When the waters that come out from the Temple reach the Dead Sea, they heal it.
Here there are echoes of two different things. Firstly, the Flood, and secondly the Apocalypse. But this is the opposite of an apocalypse. Rather than G-d destroying the Devil and redeeming the world that way, here the good cures, or fixes, the bad.
This is the great difference between this and apocalypses. Judaism has an optimistic psychology. We believe all men were created in the image of G-d, and therefore this world is redeemable. It does not have to be destroyed in order to create a better world.
Fight Club is, in this respect, a very Catholic film; it does not recognise the concept of תיקון עולם [repairing the world] or תשובה [repentance].

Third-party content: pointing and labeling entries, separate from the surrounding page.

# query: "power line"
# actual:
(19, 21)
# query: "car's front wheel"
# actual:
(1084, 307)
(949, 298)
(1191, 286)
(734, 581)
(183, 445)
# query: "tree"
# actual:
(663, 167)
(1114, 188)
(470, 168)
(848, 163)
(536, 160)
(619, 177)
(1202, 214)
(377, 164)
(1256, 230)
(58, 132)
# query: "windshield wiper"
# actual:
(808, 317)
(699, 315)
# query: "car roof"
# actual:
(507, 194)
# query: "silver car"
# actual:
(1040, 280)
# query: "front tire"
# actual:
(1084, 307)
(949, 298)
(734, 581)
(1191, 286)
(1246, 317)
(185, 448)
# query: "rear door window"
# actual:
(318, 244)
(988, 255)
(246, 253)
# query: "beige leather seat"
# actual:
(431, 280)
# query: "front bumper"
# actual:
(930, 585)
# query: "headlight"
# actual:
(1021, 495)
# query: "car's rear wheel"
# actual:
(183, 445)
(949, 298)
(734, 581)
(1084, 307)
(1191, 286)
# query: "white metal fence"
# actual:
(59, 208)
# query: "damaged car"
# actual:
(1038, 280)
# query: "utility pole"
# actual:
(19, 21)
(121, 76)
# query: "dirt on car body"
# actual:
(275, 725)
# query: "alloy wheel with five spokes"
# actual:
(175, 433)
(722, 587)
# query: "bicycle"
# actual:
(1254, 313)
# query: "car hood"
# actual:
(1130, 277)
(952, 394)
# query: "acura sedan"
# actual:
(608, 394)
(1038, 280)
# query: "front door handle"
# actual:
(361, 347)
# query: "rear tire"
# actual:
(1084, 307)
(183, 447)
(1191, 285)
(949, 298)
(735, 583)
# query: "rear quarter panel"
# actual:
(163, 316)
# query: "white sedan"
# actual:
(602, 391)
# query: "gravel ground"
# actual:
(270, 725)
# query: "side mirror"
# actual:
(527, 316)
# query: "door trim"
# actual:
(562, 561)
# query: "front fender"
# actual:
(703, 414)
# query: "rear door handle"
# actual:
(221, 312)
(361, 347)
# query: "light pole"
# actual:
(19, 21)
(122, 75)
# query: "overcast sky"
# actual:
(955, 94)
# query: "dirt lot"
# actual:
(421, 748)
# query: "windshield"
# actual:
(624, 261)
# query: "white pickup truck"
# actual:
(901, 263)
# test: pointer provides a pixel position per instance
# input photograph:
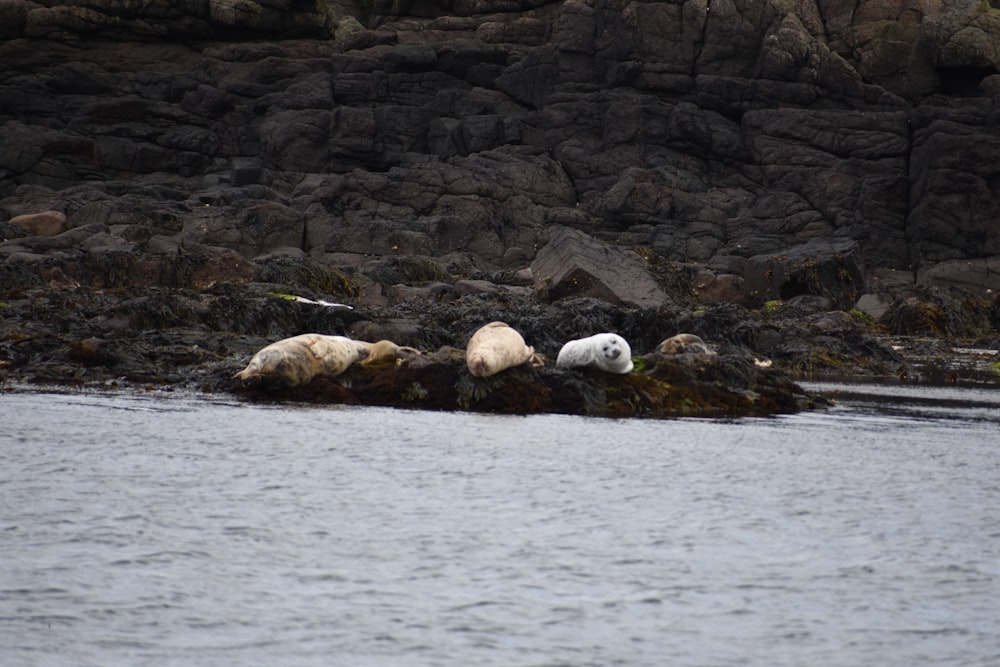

So how do we deal with the יצר הרע [evil inclination] within us? Fight Club would have us constantly in battle with our negative forces. Catholic theology holds every animalistic thought to be a sin: we have to redeem ourselves from the evil parts of ourselves. Who, for example, is considered to be a holy priest? A celibate, someone who has defeated his animalistic side.
The rabbis, by contrast, say you need the יצר הרע to do good. The יצר טוב [good inclination] is good, but the יצר הרע [evil inclination] is very good. We don't need to defeat these evil forces, we need to cure them. This is exemplified by the story of Reish Lakish and R. Yochanan. The bandit Reish Lakish, seeing R. Yochanan bathing in the Jordan, called out to him, "Your beauty should be for women!" R. Yochanan replied, "Your power should be for Torah!" To cut an interesting story short, R. Yochanan persuaded Reish Lakish to give up his evil ways and become a Torah scholar, and Reish Lakish went on to become one of the greatest rabbis of his generation.
R. Yochanan did not choose the apocalypse route to destroy the bandit in Reish Lakish. He said the very same power he currently used for stealing and murdering should be used for study of the Torah. There is no such thing as bad or evil or negative forces; there are merely sources of energy within the body. What these forces are used for is determined not by them but by their user.
What Judaism is trying to offer the world is the opposite of apocalypse.